Thursday, March 20, 2014

To the Wonder (2012) - A Review

My wife and I grabbed this film from Redbox some weeks ago and found it a fascinating movie. It has the same cinematographer as The New World (2005), Emmanuel Lubezki. The movie is unique in that there is very little dialogue and what there is is not quite conclusive, leaving the viewer to decide what is going on. It becomes like a piece of art in a museum about which one asks, what was the intent?
            
There seemed to be many issues covered, but those who reviewed the movie came to very few of the same conclusions about the issues, or even the storyline, as my wife and I or, I might add, each other. There are issues of Environmental responsibility and Capitalism, issues of Male/Female relationships, Faith. One of the more striking possibilities is whether an abortion destroys the relationship between Neil (Ben Affleck) and Jane (Rachel McAdams). Leading up to Neil and Jane’s immoral relationship, there is a noticeable attempt on Jane’s part to get Neil to take the lead in the relationship. Jane tries to get Neil to pray with her, read the Bible with her, but all that they seem to do is fall headlong into bed with each other. Neil also has notably modern-guy issues taking the lead with his live-in girlfriend, Marina. He can’t seem to speak the words, “please stay”. In fact, the realities of a contraceptive, infertile and immoral world might be the shortfall of many a person's happiness in this movie. 
            
Aside from Neil’s faith, which seems to do better under the tutelage of Fr. Quintana (Javier Bardem) later in the movie, Fr. Quintana appears to have some issues with his faith, but they aren’t quite as much of a crisis as the various critics (or those trying to sell the movie) wish to advertise. No, actually, Fr. Quintana’s interior-dialogue is really profoundly that of a parish priest who is doing a good job.
            
Fr. Quintana does have difficulties with parish life and remarks how dry and empty he feels in a prayer of the heart that is almost ceaseless; a sort of kenotic response to the graces of the Priesthood. You see him hesitate at homes trying to determine whether or not to knock, but the crisis-like hesitation is just as likely the Holy Spirit telling him not to knock.
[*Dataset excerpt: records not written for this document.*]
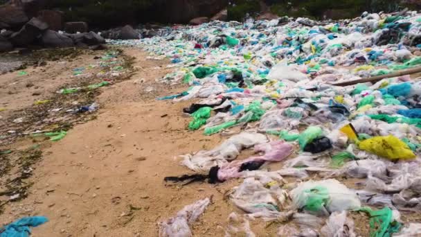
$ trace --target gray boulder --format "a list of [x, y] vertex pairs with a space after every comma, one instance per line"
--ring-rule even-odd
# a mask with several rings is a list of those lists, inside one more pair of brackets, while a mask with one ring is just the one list
[[0, 52], [9, 51], [13, 49], [12, 43], [8, 42], [3, 36], [0, 36]]
[[193, 26], [201, 25], [204, 23], [209, 22], [209, 18], [208, 17], [197, 17], [192, 19], [189, 24]]
[[139, 34], [134, 30], [133, 27], [127, 25], [120, 30], [120, 40], [137, 40], [139, 38]]
[[26, 46], [40, 37], [42, 33], [48, 28], [48, 25], [37, 18], [33, 18], [22, 28], [10, 36], [10, 40], [14, 46]]
[[41, 42], [46, 48], [66, 48], [74, 45], [71, 38], [51, 30], [44, 33]]
[[66, 22], [64, 31], [69, 34], [88, 32], [88, 24], [83, 21]]
[[82, 42], [88, 46], [91, 46], [105, 44], [105, 40], [97, 33], [91, 31], [84, 35]]

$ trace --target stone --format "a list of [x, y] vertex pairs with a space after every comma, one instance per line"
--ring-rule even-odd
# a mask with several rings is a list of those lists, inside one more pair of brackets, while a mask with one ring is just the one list
[[13, 45], [3, 36], [0, 36], [0, 52], [6, 52], [11, 51], [13, 49]]
[[278, 18], [279, 18], [279, 17], [274, 13], [266, 12], [266, 13], [263, 13], [263, 14], [260, 15], [258, 17], [258, 19], [270, 21], [270, 20], [278, 19]]
[[42, 35], [41, 41], [46, 48], [66, 48], [74, 45], [71, 38], [51, 30], [46, 30]]
[[213, 21], [226, 21], [228, 20], [228, 10], [224, 9], [210, 18]]
[[193, 26], [201, 25], [204, 23], [209, 22], [209, 18], [204, 17], [197, 17], [192, 19], [189, 24]]
[[46, 23], [50, 30], [58, 31], [63, 29], [64, 13], [58, 10], [43, 10], [38, 12], [39, 19]]
[[91, 31], [83, 36], [84, 44], [88, 46], [105, 44], [105, 40], [93, 31]]
[[[29, 18], [22, 8], [12, 5], [0, 6], [0, 24], [10, 28], [20, 28], [28, 22]], [[5, 27], [5, 28], [8, 28]]]
[[88, 24], [83, 21], [66, 22], [64, 31], [69, 34], [88, 32]]
[[120, 40], [137, 40], [139, 34], [130, 26], [127, 25], [120, 30]]
[[33, 17], [19, 31], [12, 34], [10, 41], [14, 46], [27, 46], [39, 37], [48, 28], [45, 22]]

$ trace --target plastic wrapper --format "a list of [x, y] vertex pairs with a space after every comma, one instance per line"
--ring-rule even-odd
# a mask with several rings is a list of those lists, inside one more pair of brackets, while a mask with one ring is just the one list
[[312, 213], [329, 216], [334, 211], [359, 208], [357, 194], [336, 179], [308, 181], [290, 192], [296, 209]]
[[346, 218], [346, 211], [334, 212], [321, 229], [324, 236], [356, 237], [354, 232], [354, 222]]
[[195, 222], [210, 204], [209, 198], [186, 206], [175, 217], [159, 223], [160, 237], [192, 236], [189, 225]]
[[358, 147], [391, 160], [410, 159], [415, 157], [415, 154], [405, 143], [392, 135], [374, 137], [364, 140], [358, 144]]

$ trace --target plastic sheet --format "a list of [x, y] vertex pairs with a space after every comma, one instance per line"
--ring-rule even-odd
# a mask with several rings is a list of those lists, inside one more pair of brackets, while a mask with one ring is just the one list
[[358, 147], [391, 160], [410, 159], [415, 157], [415, 154], [405, 143], [392, 135], [374, 137], [364, 140], [358, 144]]

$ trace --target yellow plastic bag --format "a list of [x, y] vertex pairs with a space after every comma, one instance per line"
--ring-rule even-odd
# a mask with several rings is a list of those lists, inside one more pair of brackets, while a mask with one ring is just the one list
[[409, 159], [415, 157], [408, 145], [392, 135], [373, 137], [359, 142], [358, 147], [361, 150], [391, 160]]
[[357, 135], [355, 129], [354, 129], [354, 127], [350, 123], [342, 127], [339, 131], [346, 134], [346, 137], [348, 137], [348, 138], [352, 141], [356, 141], [358, 139], [358, 136]]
He interacts with Pentecostals who try to teach him about speaking in tongues or how to be joyful. He interacts with jailbirds and jail-bound criminals who want to pretend to be repentant or are - God knows. All the way through, any priest is able to relate to almost every incident. On his way out of the parish, having been transferred to another church, an apparently-autistic man says to him, “but who is going to preach the Gospel?” and that tells you of his success. In fact, his success is apparent in the mesmerizing and insightful snippets of sermons that he preaches to a sparsely-filled nave.
            
The basic lesson here, I think, is the fundamentally segmented story of Man or a man. Whether in the various “McMansions” on the Oklahoma prairie or the almost-dead downtown of an Oklahoma “city” or the snippets in the life of the priest or the tourist-filled and monk-abandoned Abbey of Mont St. Michel, in all of this, the significance is segmented into almost-clearly-defined moments of influence, decision and of grace - much the same as that interior autobiography of St. Augustine, his Confessions: Those segmented decisions are almost predetermined by the character formed by other decisions. Maybe that is what the Director of this film is trying to portray.
            
But what the Director stumbled onto, intentionally or inadvertently, is the reality of the Priesthood: To be there for the snippets, the segments, in others’ lives while the endless tedium of insane chaos and mindless boredom (often in geographic locations where we feel estranged and awash) threaten to drive one mad and mask the moments of grace that God is showering upon His people and that when one feels empty and dry the grace of the Priesthood is still flowing out into the world; in fact, it may be flowing better the emptier you feel. To touch the World with the grace of the Priesthood is to feel “virtue” going out of one (Luke 8:46), but to be emptied is but to be filled again and again to be emptied. Indeed, the failure of any priesthood as a man is very likely God's victory through the Great High Priest, Jesus Christ (Col. 3:3; 2 Cor. 12:10; 2 Cor. 11:30).